I waited, eager to know what word would fill that gap.

“Out of bounds,” he said at last, “or, something more than that. It's always been the place that I would never see.”

I looked into his face, but just as I placed my hand on his arm someone knocked on the front door.

“Who's that?”

“I don't know.” I felt scared, yet at the same time I became aware of a need to be ready.

A face stricken with anxiety appeared before me when I opened the door. Nancy Pit clutched a handbag to her chest, her fingers whitened beneath the strap. “Oh. . . I. . . Edith, your aunt isn't in, is she?”

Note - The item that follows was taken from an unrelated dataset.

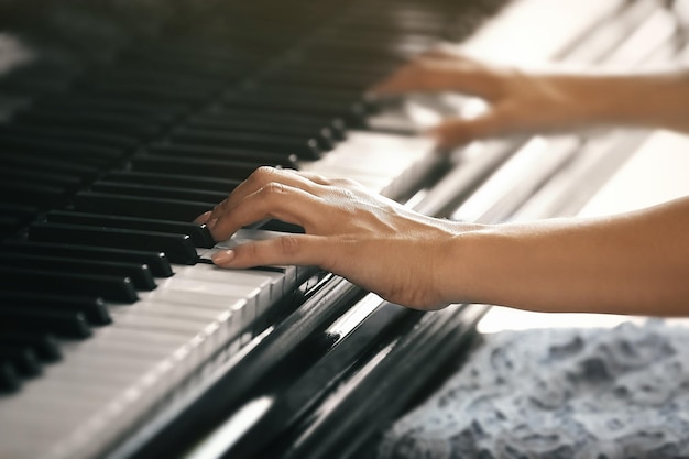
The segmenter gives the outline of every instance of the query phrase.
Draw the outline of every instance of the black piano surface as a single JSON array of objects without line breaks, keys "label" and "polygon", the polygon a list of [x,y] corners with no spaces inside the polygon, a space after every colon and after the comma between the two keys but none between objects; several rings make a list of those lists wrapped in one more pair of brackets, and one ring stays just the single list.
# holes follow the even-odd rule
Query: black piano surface
[{"label": "black piano surface", "polygon": [[[181,358],[184,373],[164,369],[171,381],[124,400],[133,411],[107,411],[111,425],[79,426],[57,444],[53,431],[129,371],[120,354],[110,361],[81,349],[130,329],[143,335],[139,317],[157,331],[200,324],[195,306],[205,305],[193,295],[164,325],[128,316],[165,285],[218,274],[199,258],[214,241],[194,217],[260,165],[317,164],[361,132],[413,139],[371,122],[382,109],[365,89],[433,43],[462,42],[505,8],[558,10],[545,0],[502,3],[0,0],[0,457],[363,457],[448,371],[448,359],[467,356],[485,306],[424,314],[308,267],[241,273],[259,278],[260,292],[231,282],[247,298],[222,316],[232,326],[225,340],[183,346],[208,347],[200,361]],[[497,46],[522,46],[524,32],[524,46],[545,47],[549,58],[624,68],[686,51],[671,2],[579,3],[564,22],[546,14],[534,24],[547,40],[528,42],[533,31],[522,26]],[[474,144],[392,197],[483,222],[571,215],[646,135]],[[254,230],[299,229],[269,221]],[[110,331],[121,325],[125,331]],[[156,351],[139,342],[149,341],[123,342],[122,352]],[[51,385],[53,374],[72,381],[73,367],[103,387],[78,379]],[[72,396],[52,400],[43,386]]]},{"label": "black piano surface", "polygon": [[[351,130],[371,130],[371,84],[461,40],[500,3],[1,2],[0,430],[40,442],[8,405],[63,364],[63,349],[117,324],[113,304],[203,264],[197,249],[214,241],[194,217],[258,166],[318,161]],[[327,273],[289,275],[295,288],[248,339],[220,346],[112,439],[45,450],[0,440],[0,456],[350,456],[483,313],[424,315]],[[226,445],[208,446],[214,435]]]}]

“Vivian's not here,” I said.

She squeezed her bag tighter. “Could I come in a moment?”

“I'm not sure. . . I. . .” I suddenly recognized the expression on the woman's face; I'd seen it in my own bathroom mirror. “Come in.” I opened the door wider. “Come in and sit down.”

As if readying a stage for a play, we took our places in the kitchen. Nancy Pit, perching on the edge of a chair, clutched her handkerchief, turning it over her fingers in ever-tightening circles. I sat opposite, my hands on the table; Alden stood by the door. No-one spoke but the kitchen clock ticked on regardless; the fridge sighed.